Pertama, bonding. Lakukan bonding sesering mungkin dan sedini mungkin. Laksanakan Inisiasi Menyusui Dini setelah bayi lahir, berikan ASI sampai 2 tahun atau lebih, berkomunikasi dengan anak sejak dalam kandungan. Ajak ngobrol, usap perut akan sangat membantu membentuk bonding dengan anak. Habiskan quality time dengan anak sesering mungkin, bisa dengan menstimulasi sesuai umur atau sekadar berjalan-jalan sore.
Selain itu, biarkan anak menangis atau marah. Saat Naya menangis, saya akan menanyakan padanya kenapa dia menangis? Apa karena habis dimarahi? Atau karena sedih mau saya tinggal jaga? Saya tekankan, "Nah itu namanya sedih kak. Engga apa-apa kalau kakak sedih terus menangis. Wajar kok." Demikian juga saat Naya marah. Saya kenalkan padanya emosi yang sedang dia rasakan bernama "marah". Saya ingin Naya tahu, its alright to be unhappy sometimes. Its part of life.
Saya juga mengajarkan Naya untuk berbagi dan peduli. Saya yakin, bahwa manusia akan merasa lebih bahagia saat merasa mempunyai arti lebih bagi sesama, bahkan pada saat masih kecil. Saya sering meminta tolong Naya mengambilkan barang. Lalu saat Naya mengambilkan dan memberikan barang tadi pada saya, saya akan mengucapkan terima kasih dengan wajah berseri-seri.
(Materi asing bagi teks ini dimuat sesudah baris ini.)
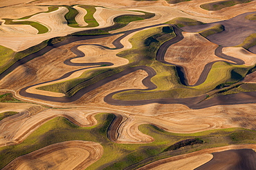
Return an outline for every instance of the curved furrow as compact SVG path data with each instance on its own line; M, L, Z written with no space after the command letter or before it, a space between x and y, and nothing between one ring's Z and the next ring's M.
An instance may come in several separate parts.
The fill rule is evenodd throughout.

Biasanya, Naya jadi senang sekali setelahnya.
Terakhir, lagi-lagi, children see children do. Anak akan meniru apapun dari orangtuanya, termasuk mood. Jangankan anak seumur Naya, bayi dalam kandungan pun bisa merasakan emosi ibu dan mencontohnya lho! Maka itu, perbanyak senyum, perbanyak tawa. Happy mommy, happy baby!:)
3 comments:
PR saya nih untuk membiarkan Edsel menangis, bukan malah menyuruhnya diam. Thanks Mba Met.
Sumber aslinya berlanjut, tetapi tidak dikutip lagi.